Grand Buffet performing live as an opening act for Of Montreal at 40 Watt Club in Athens, Georgia, March 24, 2006

Although credited only on Scrooge McRock, G-Rude continued to appear in promotional imagery, resulting in three-member artwork on both Scrooge McRock and Dicer: The Unheard Funk Tracks. The group’s MySpace page later listed the members as Viceroy (Weeks) and Plaps (O’Connell-Barlow).

In 2004, Grand Buffet released DICER: The Unheard Funk Tracks, a compilation of outtakes, radio performances, and unreleased material. The following year, they released Five Years of Fireworks, a greatest hits collection that included a bonus DVD of music videos, live footage, and behind-the-scenes material. A sequel to DICER was announced in 2005, with Weeks suggesting it could become an ongoing series.

During 2005 and 2006, Grand Buffet occasionally toured with a DJ, including DJ Jester the Filipino Fist, who has also toured with Kid Koala.

On May 8, 2007, the EP The Haunted Fucking Gazebo was released, followed by the album King Vision on January 8, 2008, both on Fighting Records.

== Abandoned and unreleased material ==
The group has publicly distanced itself from Scrooge McRock, later describing it as a collection of early demos rather than a proper album.

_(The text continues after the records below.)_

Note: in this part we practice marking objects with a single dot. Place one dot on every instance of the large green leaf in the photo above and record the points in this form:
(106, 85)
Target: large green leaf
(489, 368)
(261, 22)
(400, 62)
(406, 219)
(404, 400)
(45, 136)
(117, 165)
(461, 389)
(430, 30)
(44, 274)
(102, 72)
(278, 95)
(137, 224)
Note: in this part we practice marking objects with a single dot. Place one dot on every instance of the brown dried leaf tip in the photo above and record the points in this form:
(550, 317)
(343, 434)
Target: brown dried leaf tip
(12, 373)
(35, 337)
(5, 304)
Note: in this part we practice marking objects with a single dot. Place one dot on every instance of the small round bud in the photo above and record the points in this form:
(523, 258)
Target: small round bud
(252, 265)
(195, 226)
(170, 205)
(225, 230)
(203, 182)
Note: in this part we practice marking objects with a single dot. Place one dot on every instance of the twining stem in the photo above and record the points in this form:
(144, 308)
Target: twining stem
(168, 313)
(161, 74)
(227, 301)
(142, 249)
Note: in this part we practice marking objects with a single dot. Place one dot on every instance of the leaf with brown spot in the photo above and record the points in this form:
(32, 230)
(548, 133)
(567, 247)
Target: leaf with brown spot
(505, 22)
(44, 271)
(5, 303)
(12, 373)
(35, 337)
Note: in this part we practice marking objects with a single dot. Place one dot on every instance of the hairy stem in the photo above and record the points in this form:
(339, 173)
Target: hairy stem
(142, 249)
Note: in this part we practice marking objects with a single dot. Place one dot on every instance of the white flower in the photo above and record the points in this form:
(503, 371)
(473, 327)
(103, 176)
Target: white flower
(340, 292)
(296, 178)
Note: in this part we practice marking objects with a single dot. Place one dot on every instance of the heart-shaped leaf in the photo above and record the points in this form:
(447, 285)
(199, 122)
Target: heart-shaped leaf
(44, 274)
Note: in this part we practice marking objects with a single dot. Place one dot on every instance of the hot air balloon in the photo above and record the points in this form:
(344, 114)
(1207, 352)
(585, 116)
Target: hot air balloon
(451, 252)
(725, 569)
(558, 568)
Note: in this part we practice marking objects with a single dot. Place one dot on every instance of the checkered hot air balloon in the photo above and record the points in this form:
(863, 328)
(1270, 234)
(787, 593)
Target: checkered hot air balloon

Between 1998 and 1999, Grand Buffet recorded material for an unreleased album titled Peter Weller, named after the actor Peter Weller. The project was abandoned, though several tracks were later included on Dicer. Sparkle Classic is considered the first album in the group’s official discography.

The duo has also referenced a children’s album titled Gorilla and Fox, though no release date has been announced.

== Discography ==
- High Grabber (1996), demo tape
- Scrooge McRock (1997), LP
- Height – Height (2000), guest appearance on “String Game”
- Sparkle Classic (2000), LP
- Circuits of Steel (2002), compilation, track contribution “Murphy”
- Undercover Angels (2002), EP
- Cigarette Beach (2002), EP
- Pittsburgh Hearts (2003), EP
- Grand Buffet Presents... Karaoke (on CDR!) (2003)
- Dicer: The Unheard Funk Tracks (2004), compilation
- Five Years of Fireworks (2005), compilation with DVD
- Bloom – Untitled remix LP (2005), remix contribution
- Height – Utility Fog (2006), guest appearance on “Going Down Big”
- A Night of Laughin! Volume 1 (2006), limited release
- Circuits of Steel II (2007), solo contributions
- The Haunted Fucking Gazebo (2007), EP
- Escape From Anthony Baboon's Nautical Playhouse The Sample Based Remixes (2008)
- King Vision (2008), LP
- Gorilla and Fox, unreleased

== Videography ==
- “Candy Bars” (2000)
- “Pink Deadly” (2002)
- “Cool As Hell” (2004)
- Five Years of Fireworks DVD (2005)

Grand Buffet appears in the 2003 German documentary Golden Lemons, directed by Jörg Siepmann, which documents a Wesley Willis tour supported by Die Goldenen Zitronen and Grand Buffet.